Bahasa Daerah di Kampung Global. foto: jurnalsumatra

SCHOOLMEDIA NEWS, Jakarta - Seorang guru dari Pulau Jawa yang ditugaskan mengajar di sebuah desa di pulau yang berjarak sekitar 2.000 kilometer dari kampung halamannya menemukan kendala komunikasi, lantaran anak didiknya tidak menguasai Bahasa Indonesia.

Ini adalah fakta yang terjadi di sebuah daerah yang tergolong 3T (Terdepan, Terluar, dan Tertinggal) dan mungkin juga terjadi di beberapa daerah lain.

Bahasa Indonesia yang sejak Oktober 1928 ditetapkan sebagai bahasa resmi dan bahasa persatuan bangsa telah diajarkan di sekolah-sekolah, rupanya belum bisa dikuasai oleh seluruh anak bangsa.
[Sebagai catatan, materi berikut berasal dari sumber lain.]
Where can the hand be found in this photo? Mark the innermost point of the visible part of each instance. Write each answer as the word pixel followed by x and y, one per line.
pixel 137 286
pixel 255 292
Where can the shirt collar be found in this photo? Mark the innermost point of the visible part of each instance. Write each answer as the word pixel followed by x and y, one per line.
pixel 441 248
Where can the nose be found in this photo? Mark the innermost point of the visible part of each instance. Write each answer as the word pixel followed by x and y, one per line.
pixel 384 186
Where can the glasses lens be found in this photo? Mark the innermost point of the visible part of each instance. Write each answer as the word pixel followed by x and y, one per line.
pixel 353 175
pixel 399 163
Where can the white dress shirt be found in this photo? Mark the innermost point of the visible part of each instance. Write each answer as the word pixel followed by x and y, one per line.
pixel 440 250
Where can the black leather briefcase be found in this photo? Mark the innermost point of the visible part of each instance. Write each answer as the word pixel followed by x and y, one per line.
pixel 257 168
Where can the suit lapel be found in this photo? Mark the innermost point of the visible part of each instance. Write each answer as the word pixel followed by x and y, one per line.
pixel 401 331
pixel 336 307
Sementara di kota-kota besar yang masyarakatnya memiliki kesempatan untuk belajar lebih banyak dan berjejaring dengan banyak komunitas, termasuk bergaul internasional, penguasaan berbahasa Bahasa Indonesia, bahkan bahasa-bahasa asing lain seperti menjadi suatu kelaziman.

Menurut laman petabahasa.kemdikbud.go.id Badan Pengembangan dan Pembinaan Bahasa telah melakukan penelitian bahasa daerah sejak 1991 hingga 2017, hasilnya telah mengidentifikasi dan memvalidasi 668 bahasa daerah dari jumlah bahasa daerah yang diperkirakan ada 750 bahasa. Jumlah ragam bahasa yang cukup masif untuk sebuah negara. Setiap bahasa daerah tidak berdiri sendiri melainkan menyatu dengan budaya yang dikenal oleh masyarakat penuturnya.
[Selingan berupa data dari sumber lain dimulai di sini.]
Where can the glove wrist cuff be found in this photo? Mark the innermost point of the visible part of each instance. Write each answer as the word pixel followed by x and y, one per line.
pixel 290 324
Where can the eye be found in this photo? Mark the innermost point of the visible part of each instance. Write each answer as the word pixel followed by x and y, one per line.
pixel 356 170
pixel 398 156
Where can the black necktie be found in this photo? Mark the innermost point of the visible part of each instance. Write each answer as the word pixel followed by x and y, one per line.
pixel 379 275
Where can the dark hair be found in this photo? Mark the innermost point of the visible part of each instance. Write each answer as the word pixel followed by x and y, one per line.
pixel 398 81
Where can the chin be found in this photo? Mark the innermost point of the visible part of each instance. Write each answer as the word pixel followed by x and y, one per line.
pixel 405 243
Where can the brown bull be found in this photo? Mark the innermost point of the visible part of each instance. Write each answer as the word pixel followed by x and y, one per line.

Perserikatan Bangsa-Bangsa menetapkan peringatan Hari Penerjemahan Internasional (International Translation Day) yang jatuh pada 30 September 2019 dengan tema "Penerjemahan dan Bahasa Daerah".
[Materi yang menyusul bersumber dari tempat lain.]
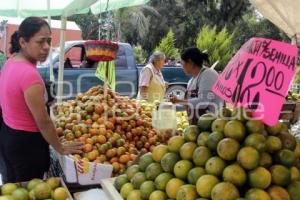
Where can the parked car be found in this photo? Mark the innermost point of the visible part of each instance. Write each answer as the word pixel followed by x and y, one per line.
pixel 78 79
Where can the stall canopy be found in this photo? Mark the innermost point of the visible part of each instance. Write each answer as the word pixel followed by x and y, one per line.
pixel 63 8
pixel 283 13
pixel 107 5
pixel 43 8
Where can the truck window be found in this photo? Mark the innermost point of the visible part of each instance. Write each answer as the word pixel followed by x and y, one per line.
pixel 121 61
pixel 74 56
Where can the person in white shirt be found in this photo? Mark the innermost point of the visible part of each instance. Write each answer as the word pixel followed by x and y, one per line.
pixel 152 85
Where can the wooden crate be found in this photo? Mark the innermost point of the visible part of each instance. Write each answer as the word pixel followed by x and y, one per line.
pixel 109 189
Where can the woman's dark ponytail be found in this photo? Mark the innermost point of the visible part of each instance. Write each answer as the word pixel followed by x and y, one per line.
pixel 205 57
pixel 14 41
pixel 27 29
Alasan pemilihan tema bahasa daerah (indigenous languages) sebab penggunaan bahasa adat yang lebih besar berarti merupakan peluang yang lebih besar pula bagi warganya untuk bertahan hidup. Sebaliknya, jika suatu komunitas kehilangan bahasa, maka sesungguhnya bukan kata-kata dan bahasa saja yang lenyap, melainkan juga seluruh peradabannya.

Tahun Internasional Bahasa Daerah ini, PBB mengajak warga dunia untuk menyoroti kebutuhan untuk mempromosikan dan melindungi bahasa asli dan hak-hak penuturnya. Penerjemah, juru bahasa, dan terminologi memainkan peran penting dalam misi ini.

 

Baca juga: Menristekdikti Dorong Masyarakat Bangun Negara dengan Wawasan Kebangsaan

 

Tiga tahun

Hari Penerjemahan Internasional baru tiga tahun ini ditetapkan dan diperingati. Relatif baru, mengingat aktivitas di badan dunia itu sejak awal dibentuk sudah memerlukan dan menggunakan jasa penerjemahan dan juru bahasa.

Baru pada 2017, para penerjemah, juru bahasa dan terminologi mencapai tonggak sejarah ketika sidang ke-71 Majelis Umum PBB secara bulat mengadopsi Resolusi A / RES / 71/288 yang mengakui peran penerjemahan profesional dalam menghubungkan negara, dan memupuk perdamaian, pemahaman, serta pengembangan.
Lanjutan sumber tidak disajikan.